Thanks to the expertise and knowledge of the author of this book, I am learning to love me, and love my body for what it is. I am healthy, alive, vital, energetic and attractive. I am indebted to Phil Alexander for all his help in making what really is the ‘new me’.

I hope readers will see me as a success story and an inspiration to overcome their complaints.

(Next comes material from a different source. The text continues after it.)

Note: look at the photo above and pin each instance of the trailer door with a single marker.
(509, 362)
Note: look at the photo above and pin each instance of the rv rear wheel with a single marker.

As I re-read my words, the excitement and challenge builds up in me more. I really believe in what I am doing. It all may be hard for you to comprehend, it is even hard for me sometimes, but if you have success in overcoming your allergies, you will understand the message I am conveying.

Paula Jackson, 1988

POSTSCRIPT—1990

Paula is still fit and well though she’s been through a rough patch that saw her health decline for a while. Like so many people who’ve regained their vitality, Paula began to embrace life with great enthusiasm. Too much enthusiasm in fact. She burnt herself out. Tiredness, aches and pains, fluid retention and confusion began to return. Not because of allergy and Candida infection this time, but because of fatigue. Paula, like so many others, believed her new found energy was boundless and in an effort to make up for lost time began doing all those things she was too tired to do before. Admittedly pre-wedding nerves and adjusting to married life played it’s part but the major cause of her symptoms was overdoing it.

We human beings have a very short memory of matters pertaining to our former ill health. We easily forget what it was like to be down and Paula fell into this trap. She now realises that although the spirit may be willing the flesh has limitations. She has now learned to pace herself by recognising her particular early warning symptoms of stress and slowing down before these symptoms become full blown.

UPDATE—1995

Paula is now 30 and feeling better than she did at age 19. She’s married, pregnant, works part time and has a healthy two-year-old boy who shows all the signs of being an advanced, even gifted, child. All this she attributes to her continued adherence to the Metabolism-Balancing Program and supplements. She maintains high energy levels, trouble-free pregnancies (no toxaemia) and optimal weight levels during and between pregnancies. The learning experience of overcoming her previous illness has put her in tune with her body and there has been no return of her Candida and allergy symptoms.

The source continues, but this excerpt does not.